Friday, August 31, 2012

Catch Up Friday: A Decorator Throw Down

Several weeks ago Your Mama regaled the children—or punished the wee lambs, depending on your point of view—with photographs and floor plans of a octagonal triplex penthouse atop the City Spire building in Midtown Manhattan. The uncommonly configured penthouse, according to property records, is owned by real estate developer Steven A. Klar who hoisted it on the open market in late July (2012) with a splish-splashy $100,000,000 price tag guaranteed to generate a mountain of international publicity.

The original online listing for the approximately 8,000 square foot aerie proudly proclaimed the opulent—but, in our mind, ludicrously mundane—interiors had been worked over by internationally renown, Chilean-born interior decorator-designer Juan Pablo Molyneux. Well, dontcha know children, Mister Molyneux was not pleased with that rather grandiose assertion.

Uh-oh.

After receiving a number of not-particularly-positive phone calls "'from all over the world,'" the designer-decorator jumped on his princess phone and called The Old Grey Lady herself—that would be The New York Times—to clarify matters and express a sharp dismay about the existing day-core. He is not, he would like the world to know, responsible for the installation and execution of the finishes and furnishings. He went on to hiss, "'I never thought that this horror would be published and then everybody would blame me for having done it.'"

Oh dear.

Mister Sklar conceded to The New York Times that Mister Molyneux did only design the original plans for the penthouse 18 years ago and that he opted to execute the designs himself without additional assistance or guidance from Mister Molyneux. Mister Sklar showed The New York Times Mister Molyneux's original plans and pointed out that he "hewed almost religiously to the decorator’s plans, down to the style of curtains, use of marble and columns — even, in one case, the exact placement of a painting in his office."

Cat fight! 

As of today, online marketing materials still state the six bedroom and nine bathroom, multi-terraced penthouse was, "Designed by the renowned Juan Pablo Molyneux, a member of Architectural Digest's AD100." More photos and floor plans here.

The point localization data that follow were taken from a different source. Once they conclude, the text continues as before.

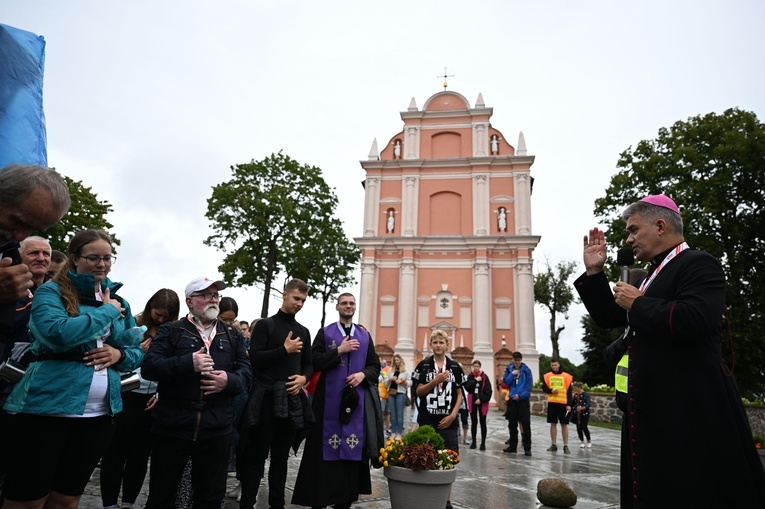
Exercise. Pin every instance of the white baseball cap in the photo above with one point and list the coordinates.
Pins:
(203, 283)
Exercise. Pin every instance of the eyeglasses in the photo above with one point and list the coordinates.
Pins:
(94, 259)
(208, 296)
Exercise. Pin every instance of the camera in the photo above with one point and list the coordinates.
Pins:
(12, 371)
(129, 381)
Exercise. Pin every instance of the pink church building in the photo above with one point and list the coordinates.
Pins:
(447, 240)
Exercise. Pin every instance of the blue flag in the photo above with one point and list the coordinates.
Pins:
(22, 120)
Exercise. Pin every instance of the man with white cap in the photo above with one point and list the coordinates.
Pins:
(200, 364)
(684, 416)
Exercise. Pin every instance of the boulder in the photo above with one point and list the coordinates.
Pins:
(555, 493)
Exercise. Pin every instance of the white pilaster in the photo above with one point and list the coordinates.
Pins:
(482, 307)
(481, 205)
(409, 206)
(371, 210)
(480, 142)
(522, 204)
(406, 307)
(367, 289)
(412, 142)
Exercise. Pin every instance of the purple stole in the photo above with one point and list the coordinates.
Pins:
(343, 441)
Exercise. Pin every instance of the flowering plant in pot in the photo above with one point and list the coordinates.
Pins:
(421, 449)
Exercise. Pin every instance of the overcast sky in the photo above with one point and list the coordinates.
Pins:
(150, 102)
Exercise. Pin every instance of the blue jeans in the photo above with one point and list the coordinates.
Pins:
(397, 403)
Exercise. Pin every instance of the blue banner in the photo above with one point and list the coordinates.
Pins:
(22, 121)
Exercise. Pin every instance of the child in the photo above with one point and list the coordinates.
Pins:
(439, 382)
(581, 414)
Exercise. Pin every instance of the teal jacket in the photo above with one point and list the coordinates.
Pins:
(61, 386)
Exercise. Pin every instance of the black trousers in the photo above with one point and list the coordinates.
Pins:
(169, 456)
(274, 438)
(519, 411)
(475, 415)
(126, 462)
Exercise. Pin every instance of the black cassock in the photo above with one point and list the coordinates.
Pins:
(686, 439)
(325, 483)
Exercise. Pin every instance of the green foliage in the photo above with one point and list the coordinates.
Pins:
(86, 212)
(424, 434)
(553, 291)
(713, 166)
(273, 217)
(329, 269)
(421, 449)
(565, 365)
(595, 369)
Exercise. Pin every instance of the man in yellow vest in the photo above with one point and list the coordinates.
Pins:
(383, 388)
(557, 386)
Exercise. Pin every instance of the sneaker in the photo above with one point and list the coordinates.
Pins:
(235, 492)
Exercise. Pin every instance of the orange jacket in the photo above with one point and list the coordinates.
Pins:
(561, 381)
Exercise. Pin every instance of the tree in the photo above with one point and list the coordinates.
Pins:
(713, 166)
(595, 369)
(329, 269)
(276, 216)
(553, 291)
(86, 212)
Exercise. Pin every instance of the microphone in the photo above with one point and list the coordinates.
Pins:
(625, 257)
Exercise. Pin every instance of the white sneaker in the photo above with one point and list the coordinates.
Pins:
(235, 492)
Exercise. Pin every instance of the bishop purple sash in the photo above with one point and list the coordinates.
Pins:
(343, 441)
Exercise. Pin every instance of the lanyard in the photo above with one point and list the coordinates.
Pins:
(646, 282)
(347, 359)
(667, 259)
(439, 371)
(207, 340)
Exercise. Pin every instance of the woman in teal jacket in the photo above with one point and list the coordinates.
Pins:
(62, 410)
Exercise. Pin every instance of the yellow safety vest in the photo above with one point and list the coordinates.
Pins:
(620, 376)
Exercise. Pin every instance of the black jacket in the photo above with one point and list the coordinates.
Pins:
(182, 410)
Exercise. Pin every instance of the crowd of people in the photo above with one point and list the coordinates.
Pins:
(190, 398)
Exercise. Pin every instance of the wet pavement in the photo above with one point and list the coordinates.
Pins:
(487, 479)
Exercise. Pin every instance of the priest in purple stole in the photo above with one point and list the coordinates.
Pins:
(336, 460)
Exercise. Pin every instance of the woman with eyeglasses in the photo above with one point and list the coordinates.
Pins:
(62, 410)
(125, 463)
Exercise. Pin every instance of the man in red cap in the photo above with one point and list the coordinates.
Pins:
(684, 416)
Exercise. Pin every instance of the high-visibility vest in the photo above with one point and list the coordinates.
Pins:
(620, 376)
(560, 381)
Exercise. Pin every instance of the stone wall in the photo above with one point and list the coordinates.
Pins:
(603, 409)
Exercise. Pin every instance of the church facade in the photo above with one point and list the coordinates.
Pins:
(447, 241)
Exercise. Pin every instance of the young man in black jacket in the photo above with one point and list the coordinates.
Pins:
(278, 407)
(200, 364)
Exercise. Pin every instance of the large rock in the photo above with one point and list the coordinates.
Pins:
(555, 493)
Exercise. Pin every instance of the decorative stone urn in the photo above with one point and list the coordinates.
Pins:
(421, 489)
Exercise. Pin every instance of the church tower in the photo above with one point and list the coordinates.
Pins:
(447, 240)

Mister Molyneux's own, elaborately-done Manhattan townhouse also happens to be available on the open market with a protuberant $48,000,000 asking price and the few listing photographs included with online listings show a more nuanced, richly-textured, and typically Molyneux-ian sort of day-core. 

listing photos: Stribling 

5 comments:

Grrrowler said...

Sorry, but a paint-by-numbers Picasso is still not a real Picasso.

Anonymous said...

This is the risk every designer takes, when accepting a job from someone with questionable taste. I used to work for an AD 100 designer, and came to learn that not every job is one that they would want published.

No matter the budget, talent of the designer, or extraordinary space, if the client is bull-headed and the only taste they have is in their mouth, the end result will be disastrous.

Anonymous said...

Molyneux is such a little queen! Gurlfight!

old louisville homes for sale said...

And how mzch costs a proffesional design?

Anonymous said...

Oh come on now. The apartment owner bought sketches but didn't want to fork over the big dough to do proper finishes and ultrahigh-end furnishings. That's almost like my late aunt Tillie seeing a picture of a David Easton marble entry in AD and doing it herself with vinyl tile from Home Depot. I do hope Molyneux takes them to court over this. Hideous, hideous apartment. Nasty, awful, yuck!